Une doyenne de la littérature japonaise

Murasaki Shikibu est une grande femme de lettres du Japon. Née en 978, morte en 1016. Auteur d’une des plus grandes oeuvres de la littérature japonaise, le Genji Monogatari. Tant par son père que par sa mère, elle appartenait à la famille aristocrate des Fujiwara, la plus noble de l’époque, et dans laquelle se maintenait une tradition de grande culture littéraire. Dans tous les domaines, cette famille produisit des hommes éminents.

Le bisaïeul de Murasaki Shikibu, Fujiwara-no-Kanesuke (877-933), avait été un poète célèbre, et son père, Fujiwara-no-Taxnetoki, était un bon lettré. Elle reçut, comme il convenait à une jeune personne de son rang, une éducation très raffinée. Et parce qu’elle possédait une mémoire prodigieuse, elle acquit très rapidement des connaissances étendues, qui se rapportaient à la littérature chinoise, japonaise et bouddhiste.

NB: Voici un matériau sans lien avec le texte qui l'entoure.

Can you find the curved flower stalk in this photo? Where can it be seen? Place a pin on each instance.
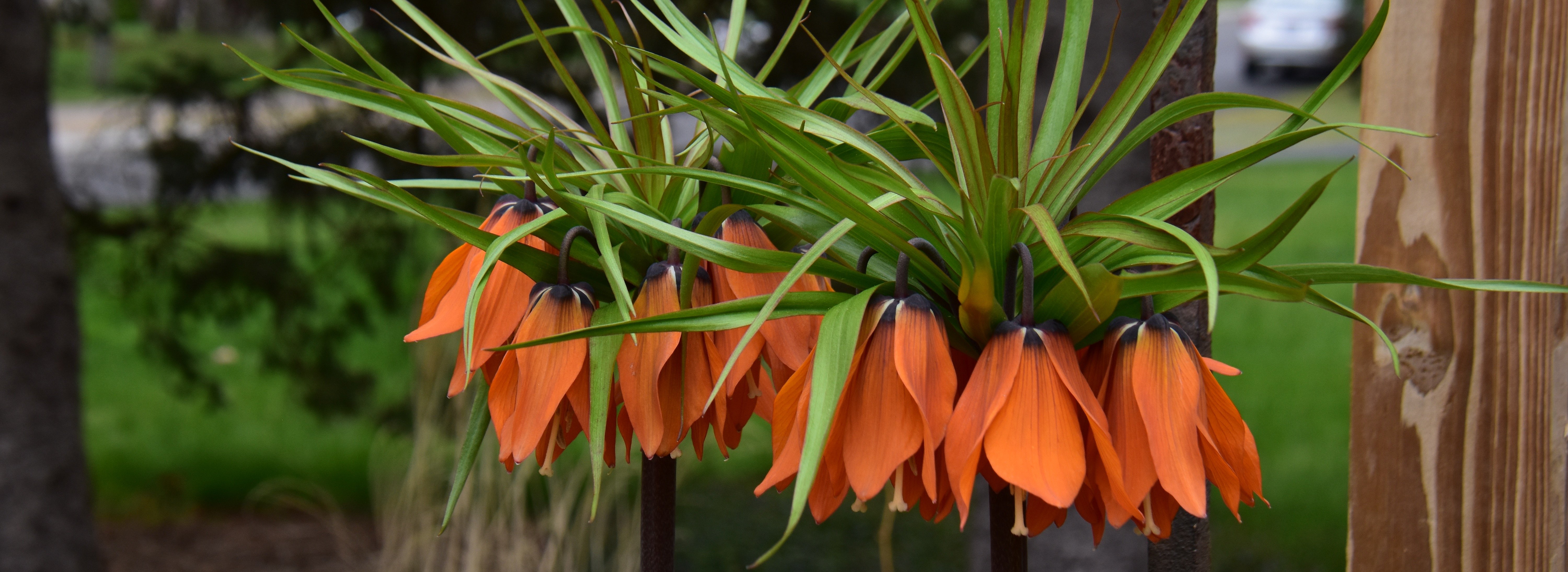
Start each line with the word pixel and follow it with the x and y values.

En 996, elle accompagna son père dans la province d’Echizen où il avait été nommé gouverneur, et en 998 elle rencontra Fujiwara-Nobutaka qu’elle devait épouser l’année suivante. De ce mariage naquirent deux enfants : Katako, connue en littérature sous le nom de Daini-no-Sammi, et Ben-no-tsubone. En 1001, Murasaki resta veuve : il semble que son mari ait succombé à une épidémie de peste. Profondément affligée, Murasaki se retira du monde et se consacra à l’étude. Ce fut alors qu’elle écrivit son oeuvre, composée, suivant la tradition, dans le temple d’Ishiyama, sur le lac Biwa, alors qu’elle voyait la lune se refléter dans l’eau. Pareille scène inspira fort les peintres, mais il semble que ce ne soit qu’une gracieuse légende.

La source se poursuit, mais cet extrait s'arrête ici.